俺達は焚き火を囲うようにして座り、俺は話始めた。
「作戦の第一段階、ファルスアームの駆逐作戦…あの時点で正規アークス、及び非正規アークスの前線の展開率は94%だった。
同時に各船内でパニックや小規模な暴動が発生し、その対処に非正規アークスを充てていたが、状況は芳しなかった…その影響で、前線のアークス展開率にも影響が出ていたんだ。
そこで、司令官の機転が働いた」
ー 前線に展開している非正規アークスの半数を呼び戻し、各船に振り当て、避難活動及び暴動鎮圧に当たらせること ー
ー 避難完了した船からシェルターを切り離し、近しい船に係留させ放棄した船はアークス達の防御壁として使用すること ー
「戦力と防衛対象の分散を極力避ける為の措置だった。
前線のアークスは再編され、殆どが防衛対象であるアークスシップ周辺に再展開、多い所では40~50人が一ヶ所に集められた」
「待ってくれ!そんな命令は俺達には通達がなかったぞ!?」
口を挟むオッサ…愛鷹丸さんを気にせず、話を進めた。
ただ、事実のみを語る。
「司令は敢えて伝えなかった…俺や、あなた方に。
作戦は一部変更されたが、元々…何処かのチームがエルダーと最前線で戦うのは予め決まっていたそうだ…。

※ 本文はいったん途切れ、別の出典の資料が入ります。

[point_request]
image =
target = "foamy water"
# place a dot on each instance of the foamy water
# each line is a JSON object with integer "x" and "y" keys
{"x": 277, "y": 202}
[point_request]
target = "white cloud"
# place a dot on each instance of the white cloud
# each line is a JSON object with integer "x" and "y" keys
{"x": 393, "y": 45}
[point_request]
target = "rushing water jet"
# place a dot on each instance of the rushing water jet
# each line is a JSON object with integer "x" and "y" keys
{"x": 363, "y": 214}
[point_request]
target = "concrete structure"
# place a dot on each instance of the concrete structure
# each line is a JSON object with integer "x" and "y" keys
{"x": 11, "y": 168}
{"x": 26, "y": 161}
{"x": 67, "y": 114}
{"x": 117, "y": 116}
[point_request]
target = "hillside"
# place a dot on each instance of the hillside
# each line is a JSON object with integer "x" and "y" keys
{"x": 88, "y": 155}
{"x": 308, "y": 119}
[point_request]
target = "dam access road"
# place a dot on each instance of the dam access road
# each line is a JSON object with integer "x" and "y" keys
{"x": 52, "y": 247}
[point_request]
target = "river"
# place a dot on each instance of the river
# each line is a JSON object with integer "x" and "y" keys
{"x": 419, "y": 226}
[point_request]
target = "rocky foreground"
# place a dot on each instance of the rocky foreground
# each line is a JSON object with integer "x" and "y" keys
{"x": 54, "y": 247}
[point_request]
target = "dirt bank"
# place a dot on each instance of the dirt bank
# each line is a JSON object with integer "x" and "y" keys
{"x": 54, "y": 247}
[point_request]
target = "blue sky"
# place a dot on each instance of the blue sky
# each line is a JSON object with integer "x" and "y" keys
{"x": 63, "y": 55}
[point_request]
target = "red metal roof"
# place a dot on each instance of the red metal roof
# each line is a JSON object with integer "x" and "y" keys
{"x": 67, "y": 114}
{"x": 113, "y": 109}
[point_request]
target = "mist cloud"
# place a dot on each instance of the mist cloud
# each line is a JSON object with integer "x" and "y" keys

一部のアークス達を囮にして艦隊の再編を済ませ…最後は艦隊の総攻撃による撃滅。
そういう筋書き…上層部からしたら誰でも良かったのさ」
「ふざけてる!」
「そうよ…こんなの、酷いわ」
「アークスになるのだって大変なのに……私達は使い捨てなんかじゃ」
リフィアさんに、あやこさん…それにマキナさんも同調する。
ミユさんは、黙って此方に耳を傾けている、ウィスタリアさんも。
「だだ、上層部でも予想外だったのはあなた方の戦闘力の高さ、司令官の独断とエルダーが一度の総攻撃で倒せなかったこと」
「…どういう、事…お兄さん」
ウィスタリアさんの問いかけに、目もくれず、俺は焚き火に薪をくべながら。
また、話しだす。
「使い捨てにする筈が、善戦している…寧ろ、相手を追い詰めるまでの戦闘力を見せつけた。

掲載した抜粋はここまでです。